The trial will take place in two phases, with different participants in each phase. The first phase is scheduled to get underway this month and the second phase is due to start in the summer. It is hoped the study will help to improve scientists’ basic understanding of the virus and help to design tests that can reliably predict whether people are protected.

What happens in each phase?

For phase one, up to 64 volunteers aged between 18 to 30-years-old who have previously been naturally infected will be re-exposed to the virus in controlled conditions. Researchers will oversee the care of the participants as they undergo CT scans of the lungs and MRI scans of the heart while isolating in a specially designed suite for a minimum of 17 days.

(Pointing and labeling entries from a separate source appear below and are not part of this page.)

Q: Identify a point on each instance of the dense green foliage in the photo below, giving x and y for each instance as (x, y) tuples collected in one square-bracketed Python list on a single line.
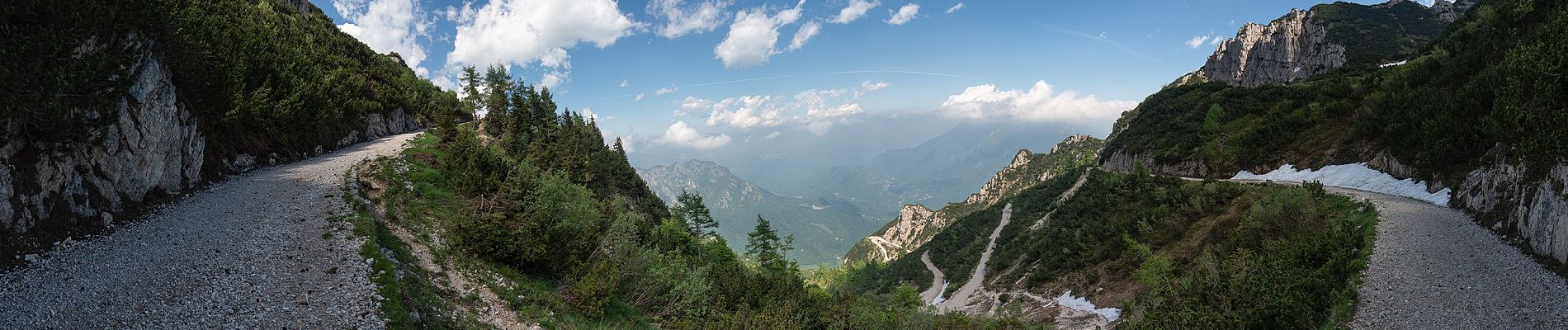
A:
[(1493, 80), (1291, 262), (569, 244), (259, 75), (1379, 33), (1197, 254)]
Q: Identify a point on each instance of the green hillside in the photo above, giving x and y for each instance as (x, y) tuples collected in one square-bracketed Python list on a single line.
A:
[(1160, 246), (1489, 82)]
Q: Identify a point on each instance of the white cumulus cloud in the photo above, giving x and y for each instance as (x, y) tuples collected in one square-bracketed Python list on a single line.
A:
[(805, 33), (687, 17), (552, 78), (904, 15), (1197, 41), (682, 134), (752, 36), (386, 26), (522, 31), (1037, 104), (745, 113), (855, 12), (867, 88)]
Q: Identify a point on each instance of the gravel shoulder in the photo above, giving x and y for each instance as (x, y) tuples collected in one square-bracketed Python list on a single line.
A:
[(1435, 268), (256, 251), (974, 288)]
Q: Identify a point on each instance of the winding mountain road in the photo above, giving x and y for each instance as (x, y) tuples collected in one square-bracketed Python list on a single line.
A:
[(256, 251), (1435, 268), (974, 285)]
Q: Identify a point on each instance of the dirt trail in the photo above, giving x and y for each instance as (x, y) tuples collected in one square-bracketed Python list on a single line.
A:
[(256, 251), (938, 280), (1435, 268), (972, 286)]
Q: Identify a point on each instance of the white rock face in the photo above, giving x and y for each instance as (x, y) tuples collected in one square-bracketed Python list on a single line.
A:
[(1125, 162), (151, 148), (1287, 49), (1536, 210), (1355, 177)]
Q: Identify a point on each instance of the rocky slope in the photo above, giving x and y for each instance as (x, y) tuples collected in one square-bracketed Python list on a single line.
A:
[(264, 249), (1413, 120), (918, 224), (1308, 43), (143, 146)]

All of those who take part are required to be fit and well and must have completely recovered from their first infection of Covid to minimize risk. The trial participants will only be discharged from the quarantine unit when they are no longer infected and at risk of spreading the disease.

The second phase of the trial will explore two different areas. First, the team will define very carefully the baseline immune response in the volunteers, before we infect them. They will then infect them with the dose of virus chosen from the first study and measure how much virus we can detect after infection.

Second, they will measure the immune response at several time points after infection so they can understand what immune response is generated by the virus. The full length of the study will be 12 months, including a minimum of eight follow-up appointments after being discharged.